Lorsqu'on évoque leurs oeuvres et leurs sujets, les peintres nabis paraissent refléter un milieu très parisien, plutôt bourgeois, appréciant les scènes intimistes, les portraits ou les décors de théâtre. Pourtant, plusieurs d'entre eux ont trouvé les paysages proches de leurs recherches, à la fois picturales et spirituelles, dans des villages isolés au coeur de la Bretagne...Parmi ces jeunes peintres, Paul Sérusier est l'auteur du "Talisman", pièce fondatrice du groupe, réalisée en 1888. Féru de philosophie, il est alors en pleine recherche spirituelle. Il s'intéresse à la théosophie, à la métaphysique, à la kabbale ainsi qu'à la théorie des nombres, et se plonge dans la lecture des "Grands Initiés" d'Edouard Schuré, tout juste parus, et des romans métaphysiques d'Honoré de Balzac ("Louis Lambert" et "Séraphita") qui exposent les correspondances entre le monde spirituel et le monde matériel développés par Emmanuel Swedenborg. Fuyant la foule cosmopolite de Pont-Aven en 1889, Sérusier avait suivi Paul Gauguin au Pouldu, un hameau isolé au bord de la mer....Gauguin parti, il veut s'imprégner des caractères de la Bretagne et choisit un village à l'écart des routes et du tourisme naissant, Le Huelgoat. La forêt profonde, dernière partie de l'antique Brocéliande, la nature romantique du site et les nombreuses légendes qui s'y attachent, constituent un cadre propice à sa réflexion et lui procurent des sujets à peindre en relation avec sa quête spirituelle.
En 1890, Claude Monet achète une propriété à Giverny, tranquille bourg normand situé à quelque quatre-vingt kilomètres de Paris, dans laquelle il fait aménager un atelier et redessiner le jardin. A la même période, il réalise la première de ses célèbres séries : en choisissant pour modèles des meules de foin dans les champs, qu'il peint à différentes heures de la journée et au fil des mois, l'artiste prend la nature pour sujet principal. Une démarche attendue de la part d'un peintre rompu au travail en plein air, mais elle est ici poussée à son paroxysme. Monet marche sur les traces de William Turner, Eugène Boudin ou encore John Constable, en tentant de capter la nature dans ce qu'elle a de tangible et d'intangible - la lumière, la brume, la chaleur, le froid...Suivront les séries des peupliers, s'étirant sur une quinzaine de toiles, et celles encore plus poussées de la cathédrale de Rouen, une trentaine de tableaux pour lesquels l'artiste plantera son chevalet pendant plusieurs mois.

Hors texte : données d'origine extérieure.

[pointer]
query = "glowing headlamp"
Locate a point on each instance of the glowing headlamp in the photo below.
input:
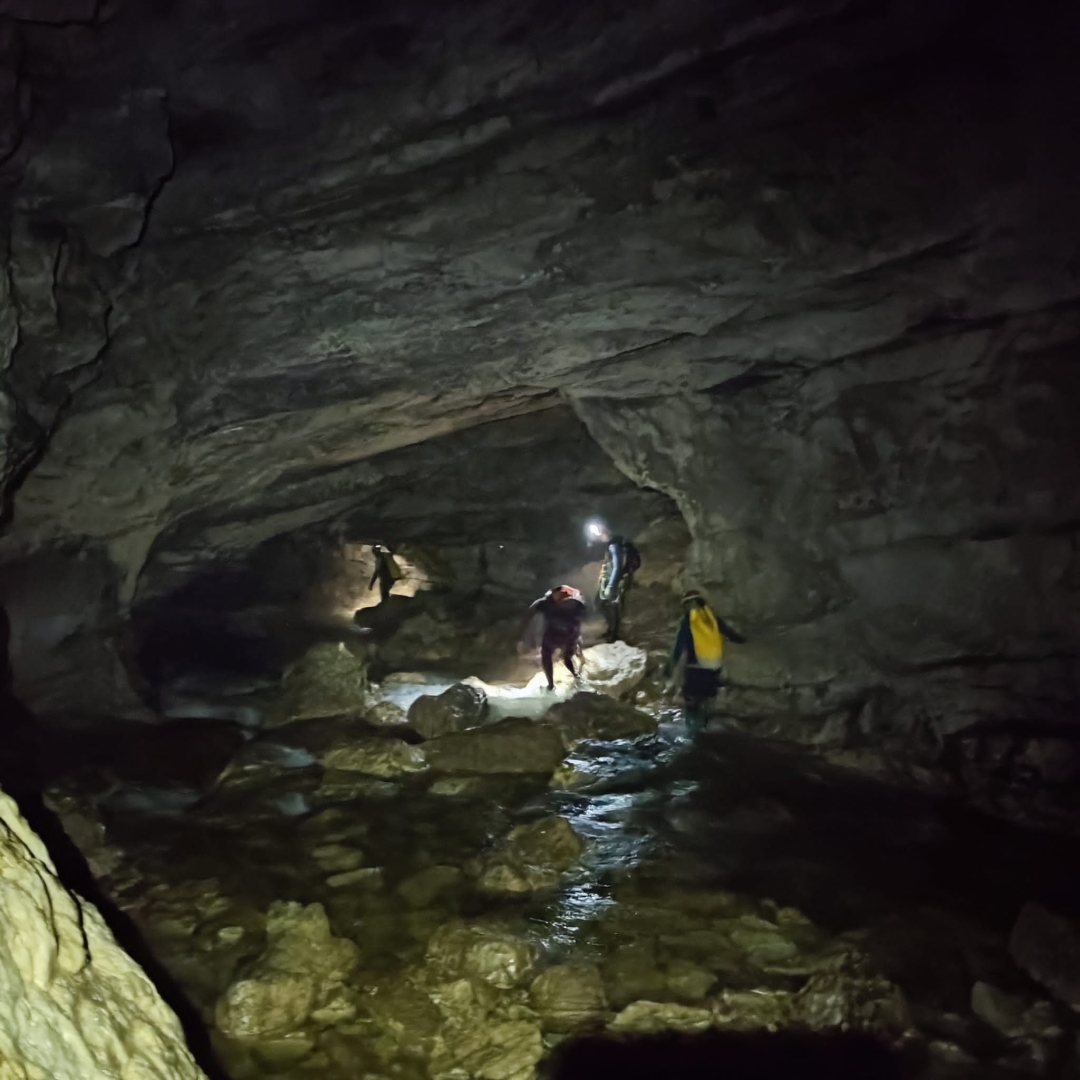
(595, 529)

En 1927, l'écrivain Romain Rolland, grand connaisseur de l'hindouisme, parlait de "sentiment océanique" pour expliquer le besoin religieux que l'on peut assimiler à une impression ou une volonté de se ressentir en unité avec l'univers, parfois hors de toute croyance religieuse.
"La nature est un temple". Selon Gauguin, Bernard, Denis, Sérusier, mais aussi Van Gogh, Munch ou Redon, fervents chrétiens pour la plupart, la nature est parsemée de symboles qui racontent une histoire. Plutôt que de regarder la nature, l'homme se voit, dans un paysage non naturaliste, interpelé par des mystères qui le dépassent.